The current outbreak highlights the importance of infection prevention and control efforts. The first reported fatal case of Ebola virus disease in the Democratic Republic of Congo in 1976 was likely iatrogenic and acquired from use of a contaminated needle for administration of parenteral chloroquine for malaria treatment of a 44-year-old man (2). In addition, as recognized in the first reported outbreaks and repeatedly thereafter, health care workers and nosocomial acquired have represented a considerable proportion of all cases. Indeed, closure of the hospital in Yambuku was reported as the most important control measure in the original 1976 outbreak in the Democratic Republic of Congo (2). In the present (2014) outbreak in Guinea, 24 health care workers have been affected, with 13 (54%) associated deaths (3). The importance of early identification and rapid laboratory confirmation of cases, as well as access to protective equipment and environmental decontamination, cannot be understated (2630).

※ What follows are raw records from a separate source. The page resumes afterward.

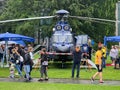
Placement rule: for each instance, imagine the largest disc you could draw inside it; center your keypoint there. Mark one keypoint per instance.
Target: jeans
(18, 69)
(78, 69)
(43, 70)
(27, 70)
(103, 62)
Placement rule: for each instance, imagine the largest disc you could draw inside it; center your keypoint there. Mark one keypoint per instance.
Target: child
(44, 65)
(12, 70)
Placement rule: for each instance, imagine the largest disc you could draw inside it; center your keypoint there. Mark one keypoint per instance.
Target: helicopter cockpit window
(66, 27)
(58, 27)
(62, 38)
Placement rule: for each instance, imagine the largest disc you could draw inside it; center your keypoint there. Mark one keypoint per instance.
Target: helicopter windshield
(62, 38)
(82, 40)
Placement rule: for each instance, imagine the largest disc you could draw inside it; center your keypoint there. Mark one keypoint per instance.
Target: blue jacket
(77, 56)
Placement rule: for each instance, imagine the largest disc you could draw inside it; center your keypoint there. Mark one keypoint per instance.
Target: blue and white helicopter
(62, 41)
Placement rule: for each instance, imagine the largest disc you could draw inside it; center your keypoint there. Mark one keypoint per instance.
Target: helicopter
(62, 40)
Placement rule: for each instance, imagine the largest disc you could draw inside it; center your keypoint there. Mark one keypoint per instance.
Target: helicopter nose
(63, 48)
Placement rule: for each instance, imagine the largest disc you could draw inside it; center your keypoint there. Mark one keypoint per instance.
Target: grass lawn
(108, 74)
(51, 86)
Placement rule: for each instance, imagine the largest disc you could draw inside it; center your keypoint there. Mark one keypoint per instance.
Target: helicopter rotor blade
(96, 19)
(26, 19)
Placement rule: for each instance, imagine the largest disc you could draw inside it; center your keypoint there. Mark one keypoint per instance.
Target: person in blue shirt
(76, 61)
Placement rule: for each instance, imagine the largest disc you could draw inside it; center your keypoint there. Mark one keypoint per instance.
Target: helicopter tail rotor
(26, 19)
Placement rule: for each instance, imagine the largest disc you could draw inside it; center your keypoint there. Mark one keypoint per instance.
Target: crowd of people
(22, 58)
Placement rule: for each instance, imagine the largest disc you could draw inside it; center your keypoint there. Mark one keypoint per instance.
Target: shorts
(99, 70)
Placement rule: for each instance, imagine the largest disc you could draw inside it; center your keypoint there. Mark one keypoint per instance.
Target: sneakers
(41, 79)
(101, 81)
(46, 79)
(92, 79)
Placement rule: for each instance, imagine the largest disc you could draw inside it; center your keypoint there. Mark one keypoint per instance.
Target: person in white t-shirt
(113, 55)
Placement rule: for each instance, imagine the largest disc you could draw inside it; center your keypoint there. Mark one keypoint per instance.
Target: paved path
(67, 81)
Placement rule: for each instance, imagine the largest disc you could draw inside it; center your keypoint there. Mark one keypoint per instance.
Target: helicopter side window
(66, 27)
(58, 27)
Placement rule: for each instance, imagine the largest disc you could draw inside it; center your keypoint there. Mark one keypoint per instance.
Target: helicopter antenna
(26, 19)
(62, 14)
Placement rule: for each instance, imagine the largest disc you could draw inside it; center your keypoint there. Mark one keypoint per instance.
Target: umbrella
(13, 37)
(22, 43)
(92, 64)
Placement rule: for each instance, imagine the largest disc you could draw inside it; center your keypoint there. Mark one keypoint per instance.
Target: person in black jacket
(76, 61)
(27, 62)
(16, 60)
(44, 65)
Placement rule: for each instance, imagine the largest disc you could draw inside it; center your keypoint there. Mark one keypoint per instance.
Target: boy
(44, 65)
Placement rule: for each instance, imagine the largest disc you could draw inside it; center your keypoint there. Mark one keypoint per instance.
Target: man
(76, 61)
(104, 57)
(44, 65)
(98, 62)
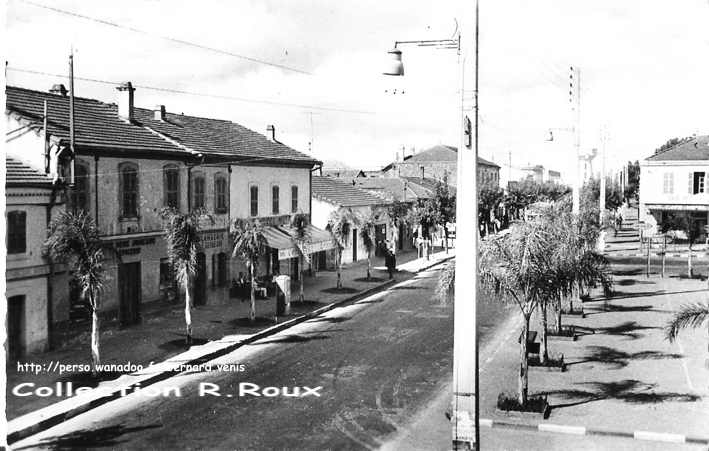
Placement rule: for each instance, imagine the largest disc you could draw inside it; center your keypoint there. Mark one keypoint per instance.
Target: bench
(532, 344)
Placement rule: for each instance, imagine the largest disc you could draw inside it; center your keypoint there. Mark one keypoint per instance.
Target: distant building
(32, 200)
(440, 162)
(554, 176)
(676, 180)
(533, 173)
(331, 194)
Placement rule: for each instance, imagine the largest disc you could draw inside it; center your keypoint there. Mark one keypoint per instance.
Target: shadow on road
(90, 438)
(617, 359)
(628, 390)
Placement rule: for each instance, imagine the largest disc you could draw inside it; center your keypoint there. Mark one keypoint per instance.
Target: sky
(644, 70)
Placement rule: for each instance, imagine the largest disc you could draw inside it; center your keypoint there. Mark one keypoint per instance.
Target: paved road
(378, 362)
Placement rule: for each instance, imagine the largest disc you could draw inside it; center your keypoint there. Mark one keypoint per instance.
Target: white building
(131, 162)
(332, 194)
(676, 180)
(31, 201)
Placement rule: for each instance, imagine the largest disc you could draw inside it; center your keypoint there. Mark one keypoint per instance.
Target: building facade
(31, 202)
(676, 180)
(130, 163)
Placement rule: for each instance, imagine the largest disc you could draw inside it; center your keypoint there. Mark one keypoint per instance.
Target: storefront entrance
(129, 281)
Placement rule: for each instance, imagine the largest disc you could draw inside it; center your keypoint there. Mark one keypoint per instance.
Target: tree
(684, 221)
(299, 223)
(689, 315)
(74, 238)
(249, 245)
(182, 241)
(515, 265)
(340, 225)
(367, 232)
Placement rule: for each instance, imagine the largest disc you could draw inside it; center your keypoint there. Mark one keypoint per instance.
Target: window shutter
(691, 180)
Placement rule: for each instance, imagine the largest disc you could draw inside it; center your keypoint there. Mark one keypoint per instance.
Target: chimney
(271, 133)
(159, 113)
(59, 89)
(125, 101)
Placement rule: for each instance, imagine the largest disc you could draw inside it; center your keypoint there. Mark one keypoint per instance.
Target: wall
(243, 177)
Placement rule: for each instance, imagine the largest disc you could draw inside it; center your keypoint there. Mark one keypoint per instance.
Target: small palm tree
(689, 315)
(299, 223)
(74, 238)
(249, 245)
(515, 266)
(340, 225)
(182, 241)
(367, 232)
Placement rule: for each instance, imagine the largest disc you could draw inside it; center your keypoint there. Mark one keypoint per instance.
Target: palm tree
(182, 241)
(689, 315)
(249, 245)
(74, 238)
(515, 266)
(340, 225)
(367, 232)
(299, 224)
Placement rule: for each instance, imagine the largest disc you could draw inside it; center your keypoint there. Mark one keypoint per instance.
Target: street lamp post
(465, 427)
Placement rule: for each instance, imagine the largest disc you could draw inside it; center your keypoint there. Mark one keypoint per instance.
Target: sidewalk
(217, 330)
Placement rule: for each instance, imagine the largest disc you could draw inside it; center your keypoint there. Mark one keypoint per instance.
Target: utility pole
(465, 418)
(71, 117)
(602, 197)
(575, 99)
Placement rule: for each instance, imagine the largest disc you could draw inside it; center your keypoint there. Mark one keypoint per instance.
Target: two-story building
(332, 194)
(130, 163)
(31, 201)
(676, 180)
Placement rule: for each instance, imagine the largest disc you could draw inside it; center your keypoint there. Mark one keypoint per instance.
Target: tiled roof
(19, 173)
(392, 188)
(219, 136)
(97, 125)
(344, 194)
(695, 149)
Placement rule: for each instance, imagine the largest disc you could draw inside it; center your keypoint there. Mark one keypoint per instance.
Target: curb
(61, 417)
(582, 430)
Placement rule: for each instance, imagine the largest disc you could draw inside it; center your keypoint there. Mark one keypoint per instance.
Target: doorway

Ebola virus disease is rare and represents a miniscule fraction of the major infectious diseases burden in Africa. However, its high case-fatality rate, potential for human-to-human transmission and propensity to be associated with hospital-based transmission is both concerning and a fertile source for hysteria (31,32). The current outbreak is defining a new geographical distribution for human Ebola virus disease. The potential for further involvement of humans and animals on a larger scale cannot be understated. With increasing globalization and ease of international travel, it appears to be inevitable that we will eventually see cases in our country (33). We can only hope that our response will be commensurate with our status as a privileged, resource-rich country.